Diferentemente da internet via satélite convencional — que exige uma antena instalada na residência ou em veículos — a nova tecnologia permite que smartphones compatíveis se conectem diretamente aos satélites.
Inicialmente, o serviço foi desenvolvido para oferecer:
- envio e recebimento de mensagens de texto;
- compartilhamento de localização;
- comunicações de emergência;
- acesso básico à internet em áreas sem cobertura terrestre.
Com a expansão da constelação de satélites e o aumento da capacidade da rede, a expectativa é que chamadas de voz e conexões de banda larga também sejam disponibilizadas futuramente.
Cronologia da tecnologia
O desenvolvimento do Direct to Cell ganhou força em agosto de 2022, quando a SpaceX e a operadora norte-americana T-Mobile anunciaram uma parceria para eliminar as chamadas “áreas de sombra” da telefonia celular nos Estados Unidos.
Já em 2 de janeiro de 2024, a SpaceX lançou ao espaço os primeiros satélites Starlink equipados com antenas celulares capazes de operar a tecnologia Direct to Cell.
Poucas semanas depois, em 15 de janeiro de 2024, a empresa realizou o primeiro envio bem-sucedido de mensagens de texto entre um celular convencional e um satélite Starlink.
Em 2025, a empresa iniciou a fase comercial limitada do serviço de mensagens via satélite nos Estados Unidos, enquanto ampliava testes para chamadas de voz e transmissão de dados em velocidades maiores.
Agora, com a decisão regulatória da Anatel em julho de 2026, o Brasil passa a integrar o grupo de países que criaram condições legais para receber esse novo modelo de conectividade.
Benefícios para o Brasil
Especialistas avaliam que o maior impacto da tecnologia deverá ocorrer em regiões onde a instalação de torres de telefonia é economicamente inviável.
Entre as áreas que poderão ser beneficiadas estão:
- comunidades isoladas da Amazônia;
- regiões ribeirinhas;
- áreas rurais;
- estradas federais;
- zonas de fronteira;
- locais atingidos por enchentes, incêndios ou outros desastres naturais.
Além do uso cotidiano, a tecnologia poderá fortalecer operações de defesa civil, resgates, segurança pública e comunicação em situações de emergência.
Starlink lidera corrida mundial
Criada pela SpaceX, a Starlink opera atualmente a maior constelação de satélites em órbita baixa do planeta, com milhares de equipamentos distribuídos ao redor da Terra.
O sistema foi originalmente desenvolvido para fornecer internet banda larga por meio de antenas parabólicas, mas a empresa passou a investir fortemente na comunicação direta com smartphones a partir de 2022.
Embora outras empresas, como AST SpaceMobilee Lynk Global, também desenvolvam soluções semelhantes, a Starlink aparece como a companhia mais avançada em número de satélites, cobertura global e testes comerciais.
Serviço ainda depende de novas etapas
Apesar da aprovação regulatória, especialistas ressaltam que o brasileiro ainda não poderá acessar imediatamente a internet da Starlink diretamente pelo celular.
Antes do lançamento comercial será necessário que:
- empresas obtenham autorização específica da Anatel;
- sejam firmadas parcerias com operadoras móveis brasileiras;
- equipamentos sejam homologados;
- sejam concluídos testes de compatibilidade e segurança.
Também ainda não foram divulgados preços nem datas oficiais para o início da operação comercial no país.
Um novo cenário para as telecomunicações
A decisão da Anatel marca uma mudança histórica na política brasileira de telecomunicações.
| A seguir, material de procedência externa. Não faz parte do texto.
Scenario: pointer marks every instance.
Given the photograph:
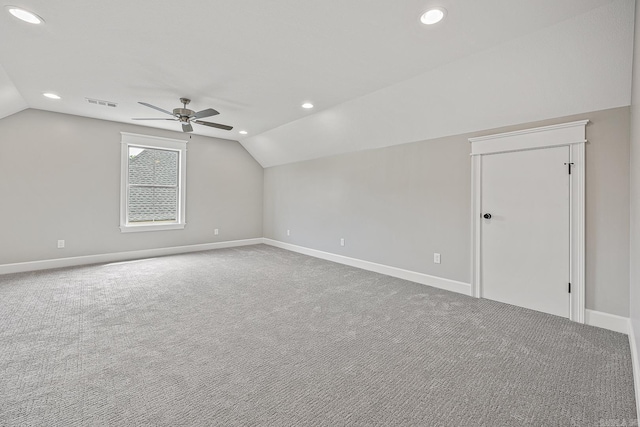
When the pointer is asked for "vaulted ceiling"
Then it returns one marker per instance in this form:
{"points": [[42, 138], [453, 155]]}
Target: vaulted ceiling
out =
{"points": [[375, 74]]}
Pela primeira vez, a regulamentação nacional passa a contemplar a comunicação direta entre satélites e celulares, aproximando o Brasil de uma tendência que promete reduzir drasticamente as áreas sem cobertura móvel.
Caso as próximas etapas regulatórias sejam concluídas dentro do cronograma esperado, os primeiros serviços comerciais utilizando a tecnologia Direct to Cell poderão começar a ser autorizados nos próximos anos, ampliando o acesso à conectividade em um país onde milhões de pessoas ainda vivem ou transitam por regiões sem sinal de telefonia.